Wendy Oakden1 and Greg J Stanisz1,2,3
1Physical Sciences, Sunnybrook Research Institute, Toronto, ON, Canada, 2Medical Biophysics, University of Toronto, Toronto, ON, Canada, 3Neurosurgery and Paediatric Neurosurgery, Medical University of Lublin, Lublin, Poland
Synopsis
Changes
in metabolite levels as a result of treatment can be quite small. This study
investigated the variability of MRS detectable metabolites so that the effects
relating to the treatment would not be confounded by other experimental factors.
A four-way ANOVA was used to separate the
effects of differences in housing conditions (single housing, pairs, or
enriched environment) as well as age (5-15 weeks), strain (Long Evans vs
Sprague Dawley), and SNR. Significant changes in MRS were observed due to age,
strain, and SNR, but any changes due to housing conditions were small in
comparison.
Introduction
Longitudinal magnetic resonance spectroscopy (MRS)
experiments often involve treatments which require rats to be housed separately
rather than in pairs. The changes in MRS detectable metabolites can be quite
small. In order to quantify them it is important to minimize or control for as
many other variables as possible, so that the effects relating to the treatment are not confounded by other experimental factors.

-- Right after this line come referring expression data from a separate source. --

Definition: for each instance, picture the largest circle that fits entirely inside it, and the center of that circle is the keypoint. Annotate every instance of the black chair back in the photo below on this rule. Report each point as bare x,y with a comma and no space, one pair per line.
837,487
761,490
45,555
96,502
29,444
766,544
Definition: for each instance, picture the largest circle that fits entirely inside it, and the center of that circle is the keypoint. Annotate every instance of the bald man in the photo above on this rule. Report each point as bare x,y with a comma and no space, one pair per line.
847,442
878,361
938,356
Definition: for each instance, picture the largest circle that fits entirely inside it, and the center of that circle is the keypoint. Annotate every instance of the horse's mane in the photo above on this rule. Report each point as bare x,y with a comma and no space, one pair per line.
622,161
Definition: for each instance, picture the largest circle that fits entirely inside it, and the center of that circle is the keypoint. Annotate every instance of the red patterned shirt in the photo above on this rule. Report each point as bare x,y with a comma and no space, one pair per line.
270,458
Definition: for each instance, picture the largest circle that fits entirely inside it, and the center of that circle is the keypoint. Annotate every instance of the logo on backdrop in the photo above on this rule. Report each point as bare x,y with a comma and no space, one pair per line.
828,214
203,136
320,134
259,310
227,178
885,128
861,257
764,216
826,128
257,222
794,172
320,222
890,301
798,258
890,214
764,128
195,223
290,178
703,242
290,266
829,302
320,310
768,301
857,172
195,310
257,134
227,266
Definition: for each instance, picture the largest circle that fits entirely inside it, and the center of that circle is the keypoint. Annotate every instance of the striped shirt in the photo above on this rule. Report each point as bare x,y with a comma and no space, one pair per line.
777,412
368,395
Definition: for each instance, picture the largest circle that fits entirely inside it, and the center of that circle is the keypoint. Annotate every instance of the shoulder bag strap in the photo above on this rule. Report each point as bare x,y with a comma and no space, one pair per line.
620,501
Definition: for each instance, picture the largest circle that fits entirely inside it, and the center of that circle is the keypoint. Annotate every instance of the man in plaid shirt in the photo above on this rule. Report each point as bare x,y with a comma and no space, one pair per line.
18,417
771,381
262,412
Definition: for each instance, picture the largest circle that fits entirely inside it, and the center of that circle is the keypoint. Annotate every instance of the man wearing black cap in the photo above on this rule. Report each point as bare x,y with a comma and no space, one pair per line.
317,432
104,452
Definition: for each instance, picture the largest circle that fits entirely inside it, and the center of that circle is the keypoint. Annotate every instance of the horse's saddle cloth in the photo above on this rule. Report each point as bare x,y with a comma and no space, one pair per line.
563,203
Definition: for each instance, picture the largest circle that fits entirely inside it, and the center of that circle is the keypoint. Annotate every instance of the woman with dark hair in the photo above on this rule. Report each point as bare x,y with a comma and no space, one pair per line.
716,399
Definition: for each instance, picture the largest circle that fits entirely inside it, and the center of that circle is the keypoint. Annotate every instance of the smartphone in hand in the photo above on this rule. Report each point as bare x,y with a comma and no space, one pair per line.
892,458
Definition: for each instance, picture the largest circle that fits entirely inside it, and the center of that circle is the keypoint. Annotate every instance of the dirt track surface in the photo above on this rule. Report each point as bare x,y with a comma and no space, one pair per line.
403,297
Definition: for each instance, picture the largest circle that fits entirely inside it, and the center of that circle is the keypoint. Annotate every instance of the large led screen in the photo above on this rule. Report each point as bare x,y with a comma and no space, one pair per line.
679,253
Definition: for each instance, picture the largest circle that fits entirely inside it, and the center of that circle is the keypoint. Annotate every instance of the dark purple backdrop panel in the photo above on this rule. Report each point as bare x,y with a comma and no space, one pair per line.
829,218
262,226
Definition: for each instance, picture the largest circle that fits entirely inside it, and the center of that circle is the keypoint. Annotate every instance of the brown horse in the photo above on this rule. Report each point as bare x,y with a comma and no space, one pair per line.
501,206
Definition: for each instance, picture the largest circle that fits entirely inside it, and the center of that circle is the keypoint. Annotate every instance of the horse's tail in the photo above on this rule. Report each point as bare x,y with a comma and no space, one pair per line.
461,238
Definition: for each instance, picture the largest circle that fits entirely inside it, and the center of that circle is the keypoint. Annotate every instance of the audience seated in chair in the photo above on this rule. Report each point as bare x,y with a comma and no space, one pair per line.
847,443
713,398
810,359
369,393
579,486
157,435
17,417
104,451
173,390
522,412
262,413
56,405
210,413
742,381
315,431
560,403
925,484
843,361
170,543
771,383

The purpose of this study
was to investigate the variability in MRS resulting from housing conditions (rats
housed either singly in a normal cage, in pairs in a normal cage, or in pairs
in an enriched environment), age, strain, and signal to noise ratio (SNR).Methods
12 male Sprague Dawley (SD) rats, age 5-11 weeks, and 24
male Long Evans (LE) rats, aged 7-15 weeks, initially kept in pairs in normal
cages, were housed either singly (n=12), in pairs in a normal cage (n=12), or
in pairs in an enriched cage (n=12). MRS was obtained 0, 2, 4, and 6 weeks
following the change in housing, in both cortex and hippocampus using a PRESS
sequence: TE/TR 16/2500ms, 600 averages, 2048 points, 4kHz bandwidth, voxel
size 3.5x1.25x4.0 mm3 (cortex) or 4.5x1.4.x2.0 mm3 (hippocampus).
MRS spectra were analyzed using LCModel1 with a basis set generated
using the
Magnetic Resonance Spectrum Simulator2 (MARSS) and a measured macromolecular
baseline. Metabolites
were selected for further analysis based on having at least 20% of their Cramer
Rao Lower Bounds < 20, and those with significant negative correlations were
combined. A four-way analysis of variance (ANOVA) was used to separate the
effects of age, strain, SNR, and housing type where age was
measured in weeks, strain referred to LE or SD, and SNR was split into
quartiles. Effects with p-values < 0.05 following Bonferroni correction were
considered to be statistically significant.Results
The following metabolites and combinations were
selected for analysis: Ascorbate (Asc), aspartate (Asp), γ-aminobutyric acid (GABA), glucose (Glc),
glutamine (Gln), glutamate (Glu), glutathione (GSH), N-acetyl aspartate
(NAA), phosphoethanolamine (PE), taurine (Tau), macromolecules (MMB), glycerophosphocholine
+ phosphocholine (tPCh), myo-inositol + glycine (Ins+Gly), and creatine +
phosphocreatine (tCr). ANOVA results are shown in Figure 1, where the y-axis has
been inverted so that statistical significance will be easier to observe. There
was no significant effect of housing on any of the metabolites investigated.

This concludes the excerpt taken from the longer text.